Capítulo 60
Dado que se trataba de un recurso planteado por la defensa, era en ella sobre quien recaía la carga de la prueba. Le correspondía a Lourdes demostrar que la detención era nula, ya que el ministerio fiscal no tenía que defender su conformidad a derecho. Y el único modo de probar la nulidad era mediante testigos, testigos que hubieran observado la detención. El primer testigo de Lourdes Rubio fue el agente de policía Víctor Chávez.
Chávez cruzó tranquilamente las dobles puertas del tribunal e hizo un serio gesto de asentimiento hacia el juez Chaskel antes de tomar asiento a su lado, en el estrado de los testigos. Se ajustó la corbata del uniforme y se aclaró la garganta. El silencio se apoderó de la sala.

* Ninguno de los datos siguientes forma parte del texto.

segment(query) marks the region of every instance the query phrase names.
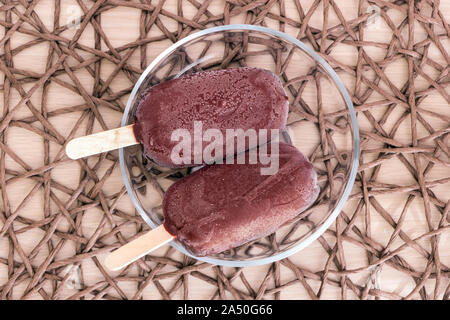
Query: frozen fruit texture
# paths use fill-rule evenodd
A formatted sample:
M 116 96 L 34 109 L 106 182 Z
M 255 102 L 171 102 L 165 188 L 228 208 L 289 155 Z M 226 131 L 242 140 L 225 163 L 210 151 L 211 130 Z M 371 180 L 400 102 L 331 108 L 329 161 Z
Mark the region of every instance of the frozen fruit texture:
M 171 159 L 178 143 L 171 141 L 174 130 L 187 129 L 193 137 L 194 121 L 202 122 L 203 132 L 218 129 L 224 137 L 226 129 L 283 129 L 288 109 L 281 81 L 270 71 L 250 67 L 203 71 L 147 89 L 137 101 L 134 134 L 148 158 L 162 166 L 178 167 Z M 193 143 L 192 165 L 199 159 Z M 226 143 L 224 138 L 223 155 Z M 208 144 L 202 142 L 200 152 Z M 252 147 L 247 145 L 247 149 Z
M 264 237 L 317 199 L 317 175 L 295 147 L 280 143 L 279 169 L 256 164 L 204 166 L 178 180 L 163 201 L 164 226 L 190 252 L 205 256 Z

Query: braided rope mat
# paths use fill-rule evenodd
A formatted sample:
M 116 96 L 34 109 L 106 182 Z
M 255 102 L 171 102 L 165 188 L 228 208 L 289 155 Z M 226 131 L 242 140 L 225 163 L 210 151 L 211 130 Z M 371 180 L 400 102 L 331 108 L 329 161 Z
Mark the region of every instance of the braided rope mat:
M 1 0 L 1 298 L 448 299 L 445 2 Z M 72 161 L 65 143 L 117 127 L 171 43 L 229 23 L 296 36 L 342 77 L 362 142 L 350 200 L 310 247 L 271 265 L 218 267 L 164 247 L 108 272 L 106 253 L 148 227 L 117 152 Z

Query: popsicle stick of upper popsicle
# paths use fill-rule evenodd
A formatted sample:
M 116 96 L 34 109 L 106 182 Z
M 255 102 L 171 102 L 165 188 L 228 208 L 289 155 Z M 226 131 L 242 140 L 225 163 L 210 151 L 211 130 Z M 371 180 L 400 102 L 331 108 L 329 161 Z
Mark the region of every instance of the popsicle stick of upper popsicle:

Lourdes acabó de hojear sus papeles y desordenadas notas, y al cabo de unos largos segundos se levantó del lado de Bantling y se acercó al banquillo. Fue exactamente entonces cuando un frío terror se apoderó de las tripas de Víctor Chávez, y la boca se le secó de golpe. Fue entonces cuando supo que estaba jodido.

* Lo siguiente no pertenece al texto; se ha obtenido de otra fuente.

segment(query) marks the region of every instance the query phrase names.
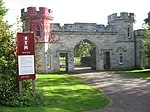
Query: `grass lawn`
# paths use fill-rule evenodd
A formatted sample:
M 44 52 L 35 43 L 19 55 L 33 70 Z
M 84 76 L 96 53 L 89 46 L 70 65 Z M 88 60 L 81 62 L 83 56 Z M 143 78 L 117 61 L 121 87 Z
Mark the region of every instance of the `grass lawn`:
M 144 70 L 131 70 L 131 71 L 119 71 L 117 73 L 125 74 L 127 76 L 150 80 L 150 69 Z
M 0 107 L 0 112 L 81 112 L 103 108 L 109 104 L 100 91 L 73 76 L 37 75 L 36 89 L 44 91 L 44 106 Z

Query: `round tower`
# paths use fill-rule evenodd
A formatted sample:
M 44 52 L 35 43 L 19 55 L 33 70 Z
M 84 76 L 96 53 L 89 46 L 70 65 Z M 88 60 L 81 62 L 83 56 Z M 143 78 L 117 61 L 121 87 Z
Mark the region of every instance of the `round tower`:
M 48 43 L 51 37 L 50 21 L 52 21 L 52 10 L 46 7 L 28 7 L 27 11 L 21 9 L 21 19 L 24 32 L 34 32 L 36 38 L 36 57 L 39 64 L 38 71 L 46 73 L 47 71 L 47 51 Z
M 50 21 L 52 10 L 46 7 L 28 7 L 27 11 L 21 9 L 21 19 L 24 32 L 34 32 L 37 39 L 47 42 L 50 36 Z

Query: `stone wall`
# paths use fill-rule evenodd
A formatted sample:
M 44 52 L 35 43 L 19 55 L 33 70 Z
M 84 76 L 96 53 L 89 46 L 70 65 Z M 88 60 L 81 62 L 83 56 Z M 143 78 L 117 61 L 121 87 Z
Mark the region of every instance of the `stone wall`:
M 142 41 L 141 38 L 143 36 L 143 30 L 135 30 L 134 31 L 134 37 L 135 37 L 135 50 L 136 50 L 136 68 L 141 69 L 142 68 Z
M 74 23 L 64 24 L 60 26 L 59 23 L 51 23 L 51 31 L 63 32 L 115 32 L 111 25 L 101 25 L 96 23 Z
M 59 42 L 51 43 L 49 49 L 52 66 L 59 70 L 59 53 L 67 52 L 69 55 L 69 70 L 74 70 L 74 48 L 82 40 L 88 40 L 96 46 L 96 69 L 104 70 L 104 53 L 110 53 L 110 69 L 123 70 L 135 68 L 135 39 L 133 33 L 133 13 L 116 13 L 108 16 L 108 25 L 96 23 L 64 24 L 51 23 L 51 33 L 60 37 Z M 119 63 L 120 53 L 123 54 L 123 63 Z M 139 63 L 137 63 L 138 65 Z M 54 70 L 54 69 L 53 69 Z M 52 71 L 53 71 L 52 70 Z
M 74 48 L 82 40 L 90 42 L 96 48 L 96 70 L 105 70 L 106 52 L 109 52 L 110 70 L 140 67 L 141 43 L 138 32 L 133 33 L 133 13 L 113 13 L 108 16 L 108 25 L 97 23 L 74 23 L 63 26 L 60 26 L 59 23 L 49 24 L 48 21 L 52 19 L 51 10 L 44 7 L 40 7 L 39 11 L 35 7 L 28 7 L 27 12 L 22 9 L 21 16 L 25 31 L 31 29 L 29 28 L 31 25 L 27 26 L 28 19 L 36 21 L 40 17 L 40 19 L 44 19 L 43 32 L 50 32 L 43 37 L 43 47 L 39 54 L 39 61 L 42 64 L 39 70 L 41 69 L 42 73 L 59 71 L 60 53 L 67 53 L 68 70 L 73 71 Z M 46 29 L 46 27 L 49 28 Z M 37 26 L 33 28 L 37 29 Z M 34 32 L 36 33 L 36 30 Z M 47 42 L 49 37 L 50 39 L 53 37 L 54 40 L 58 39 L 58 41 Z M 122 58 L 121 63 L 120 57 Z

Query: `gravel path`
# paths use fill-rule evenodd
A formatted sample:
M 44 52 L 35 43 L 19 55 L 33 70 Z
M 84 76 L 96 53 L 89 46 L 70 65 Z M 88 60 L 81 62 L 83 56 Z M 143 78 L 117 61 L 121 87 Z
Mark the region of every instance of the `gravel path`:
M 150 112 L 150 81 L 111 72 L 82 73 L 80 76 L 112 100 L 104 109 L 88 112 Z

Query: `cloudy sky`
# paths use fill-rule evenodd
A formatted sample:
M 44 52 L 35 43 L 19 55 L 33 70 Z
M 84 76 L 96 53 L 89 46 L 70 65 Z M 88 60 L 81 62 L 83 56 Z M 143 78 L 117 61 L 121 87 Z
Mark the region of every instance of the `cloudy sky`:
M 20 10 L 30 6 L 47 7 L 53 10 L 55 23 L 88 22 L 107 25 L 107 16 L 112 13 L 135 13 L 134 29 L 141 28 L 150 11 L 150 0 L 3 0 L 9 9 L 6 20 L 15 23 Z

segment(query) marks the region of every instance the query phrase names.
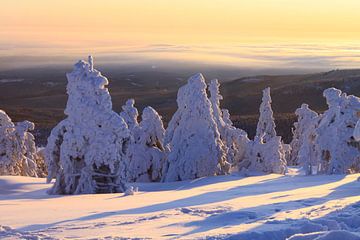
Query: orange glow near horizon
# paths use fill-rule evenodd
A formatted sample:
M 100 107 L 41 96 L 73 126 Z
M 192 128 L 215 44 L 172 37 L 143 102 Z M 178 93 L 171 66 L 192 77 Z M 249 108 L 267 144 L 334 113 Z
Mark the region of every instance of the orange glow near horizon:
M 154 44 L 231 52 L 275 43 L 324 44 L 333 56 L 339 45 L 360 44 L 359 9 L 358 0 L 2 0 L 0 55 L 126 52 Z M 232 61 L 202 52 L 144 55 Z

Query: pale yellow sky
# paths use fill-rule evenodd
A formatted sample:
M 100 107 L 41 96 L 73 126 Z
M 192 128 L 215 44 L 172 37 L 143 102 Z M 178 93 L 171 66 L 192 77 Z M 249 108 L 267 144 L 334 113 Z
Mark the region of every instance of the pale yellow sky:
M 0 55 L 274 43 L 343 55 L 339 45 L 360 44 L 359 10 L 359 0 L 1 0 Z

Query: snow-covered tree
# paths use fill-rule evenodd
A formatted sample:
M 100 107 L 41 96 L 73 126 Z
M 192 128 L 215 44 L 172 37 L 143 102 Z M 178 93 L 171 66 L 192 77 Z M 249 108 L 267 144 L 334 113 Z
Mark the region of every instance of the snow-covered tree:
M 14 124 L 0 110 L 0 175 L 43 177 L 43 159 L 37 154 L 35 138 L 29 132 L 34 123 L 29 121 Z
M 270 138 L 266 143 L 261 138 L 255 137 L 250 144 L 247 161 L 241 164 L 241 168 L 249 171 L 264 173 L 285 174 L 286 158 L 280 136 Z
M 259 139 L 261 138 L 264 143 L 276 136 L 269 87 L 263 90 L 263 97 L 260 105 L 260 117 L 256 128 L 256 136 Z
M 128 99 L 125 105 L 121 107 L 123 111 L 120 112 L 120 116 L 125 120 L 130 130 L 132 130 L 133 128 L 139 125 L 138 123 L 139 112 L 134 105 L 135 105 L 135 100 Z
M 112 111 L 108 80 L 89 63 L 79 61 L 67 74 L 67 118 L 48 138 L 45 150 L 50 194 L 124 191 L 128 127 Z
M 152 108 L 143 110 L 140 124 L 134 128 L 128 148 L 129 182 L 160 181 L 165 161 L 165 129 L 160 115 Z
M 201 74 L 189 78 L 177 95 L 178 109 L 166 129 L 169 147 L 164 181 L 178 181 L 228 172 L 224 143 Z
M 360 147 L 353 133 L 359 119 L 360 99 L 335 88 L 323 93 L 328 110 L 320 116 L 315 147 L 320 171 L 327 174 L 360 171 Z
M 230 120 L 230 113 L 227 109 L 220 109 L 220 84 L 217 79 L 213 79 L 209 84 L 210 103 L 217 127 L 220 132 L 220 138 L 226 148 L 227 161 L 237 168 L 239 162 L 244 160 L 246 148 L 249 143 L 247 133 L 233 126 Z
M 311 174 L 311 167 L 317 165 L 314 149 L 314 130 L 318 121 L 318 114 L 302 104 L 295 111 L 298 118 L 294 123 L 293 139 L 291 145 L 290 163 L 288 165 L 300 165 L 307 174 Z
M 239 168 L 265 173 L 284 174 L 286 151 L 281 137 L 276 135 L 270 88 L 263 90 L 260 117 L 254 141 L 249 144 L 246 161 Z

Unas semanas atrás había ido a SoBe con su hermano. Lo cierto es que fueron al Clevelander, el mismo local de donde había desaparecido Morgan Weber, la última víctima de Cupido. Y como siempre ocurría, cuando corrió el rumor de que había llegado «el policía que había capturado a Cupido», las chicas aparecieron por todas partes, deseosas de saber cómo lo había conseguido; deseosas de saber si se iba a marchar y adonde; deseosas de echar un vistazo al asiento trasero de su coche patrulla. Había sido increíble. Incluso había habido chicas suficientes para su hermano. Y esa noche no había sido una excepción.
No había hecho más que sentarse cuando aquella putilla pelirroja de la ceñida camiseta rosa y su amiga morena se instalaron a su lado, preguntándole si era cierto que había capturado a Cupido. Se había tomado unas copas antes de ir al Clevelander y unas cuantas más allí, y de repente se sentía estupendamente. Si no lo recordaba mal, su hermano iba tan cocido que apenas podía caminar. Por su parte, la pelirroja se había mostrado tan entusiasmada, babeando ante todos sus comentarios, que él había sabido que iba a ser otra noche de caza fácil.

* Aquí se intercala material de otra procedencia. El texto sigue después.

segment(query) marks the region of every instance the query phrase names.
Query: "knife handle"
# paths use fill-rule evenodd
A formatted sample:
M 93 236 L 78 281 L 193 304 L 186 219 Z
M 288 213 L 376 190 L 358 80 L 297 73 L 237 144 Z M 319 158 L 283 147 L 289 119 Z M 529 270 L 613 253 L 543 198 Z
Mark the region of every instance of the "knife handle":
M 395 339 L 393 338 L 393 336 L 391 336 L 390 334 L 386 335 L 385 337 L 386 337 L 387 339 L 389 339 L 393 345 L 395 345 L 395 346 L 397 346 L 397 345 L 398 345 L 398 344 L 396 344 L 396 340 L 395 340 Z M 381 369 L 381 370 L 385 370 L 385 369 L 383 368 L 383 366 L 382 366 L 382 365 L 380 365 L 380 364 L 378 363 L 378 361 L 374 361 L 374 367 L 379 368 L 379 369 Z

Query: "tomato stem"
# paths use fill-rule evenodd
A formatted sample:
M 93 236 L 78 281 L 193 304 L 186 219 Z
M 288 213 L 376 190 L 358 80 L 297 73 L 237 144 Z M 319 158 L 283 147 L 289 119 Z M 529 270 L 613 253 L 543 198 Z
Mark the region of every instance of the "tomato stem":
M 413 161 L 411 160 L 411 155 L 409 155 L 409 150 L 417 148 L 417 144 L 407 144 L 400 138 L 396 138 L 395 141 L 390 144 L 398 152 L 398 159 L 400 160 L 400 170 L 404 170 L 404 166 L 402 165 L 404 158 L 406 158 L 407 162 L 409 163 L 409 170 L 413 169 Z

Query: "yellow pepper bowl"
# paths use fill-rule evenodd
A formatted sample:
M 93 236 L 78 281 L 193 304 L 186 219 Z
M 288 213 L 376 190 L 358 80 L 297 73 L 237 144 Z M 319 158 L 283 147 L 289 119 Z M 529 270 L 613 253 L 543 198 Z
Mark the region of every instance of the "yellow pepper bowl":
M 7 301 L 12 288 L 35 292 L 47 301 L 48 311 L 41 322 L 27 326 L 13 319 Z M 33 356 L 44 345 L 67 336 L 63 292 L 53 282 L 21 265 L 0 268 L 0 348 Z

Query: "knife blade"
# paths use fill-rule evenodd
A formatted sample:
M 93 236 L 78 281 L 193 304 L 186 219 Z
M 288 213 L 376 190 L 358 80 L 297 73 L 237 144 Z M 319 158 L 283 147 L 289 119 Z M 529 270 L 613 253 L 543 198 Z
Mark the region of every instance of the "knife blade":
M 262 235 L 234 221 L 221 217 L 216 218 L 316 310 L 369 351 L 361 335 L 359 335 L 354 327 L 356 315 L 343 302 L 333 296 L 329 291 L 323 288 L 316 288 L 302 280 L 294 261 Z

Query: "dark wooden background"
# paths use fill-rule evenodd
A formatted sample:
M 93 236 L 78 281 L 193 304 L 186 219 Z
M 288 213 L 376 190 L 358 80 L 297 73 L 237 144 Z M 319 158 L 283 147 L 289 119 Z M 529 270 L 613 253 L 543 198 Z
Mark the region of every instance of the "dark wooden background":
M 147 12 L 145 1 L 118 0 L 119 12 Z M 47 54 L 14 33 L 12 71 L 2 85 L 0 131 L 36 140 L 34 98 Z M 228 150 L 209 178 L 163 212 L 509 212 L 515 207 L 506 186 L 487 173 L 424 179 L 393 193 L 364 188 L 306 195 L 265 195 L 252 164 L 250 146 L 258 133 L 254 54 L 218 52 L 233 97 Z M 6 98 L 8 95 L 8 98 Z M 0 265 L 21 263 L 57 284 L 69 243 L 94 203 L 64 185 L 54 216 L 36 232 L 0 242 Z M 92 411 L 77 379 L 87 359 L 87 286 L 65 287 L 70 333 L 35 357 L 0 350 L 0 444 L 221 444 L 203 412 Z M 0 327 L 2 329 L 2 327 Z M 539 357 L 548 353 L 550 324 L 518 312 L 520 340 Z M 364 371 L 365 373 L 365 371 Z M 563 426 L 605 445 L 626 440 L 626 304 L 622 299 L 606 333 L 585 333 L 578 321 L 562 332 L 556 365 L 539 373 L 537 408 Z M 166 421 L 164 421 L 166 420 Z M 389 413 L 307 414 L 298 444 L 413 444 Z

Sin embargo, en esos momentos, sentado en la silla de duro respaldo del tribunal, con todas las cámaras fijas en él, supo que la había cagado de pleno. El sudor le empezó a correr por las sienes, y notó que se le deslizaba por el cuello. Se frotó los secos labios.
La abogada defensora que tenía delante, con su conservador traje gris y los brazos cruzados sobre el menudo esqueleto, era la amiga morena del Clevelander.
Y Chávez comprendió que ella lo había oído todo.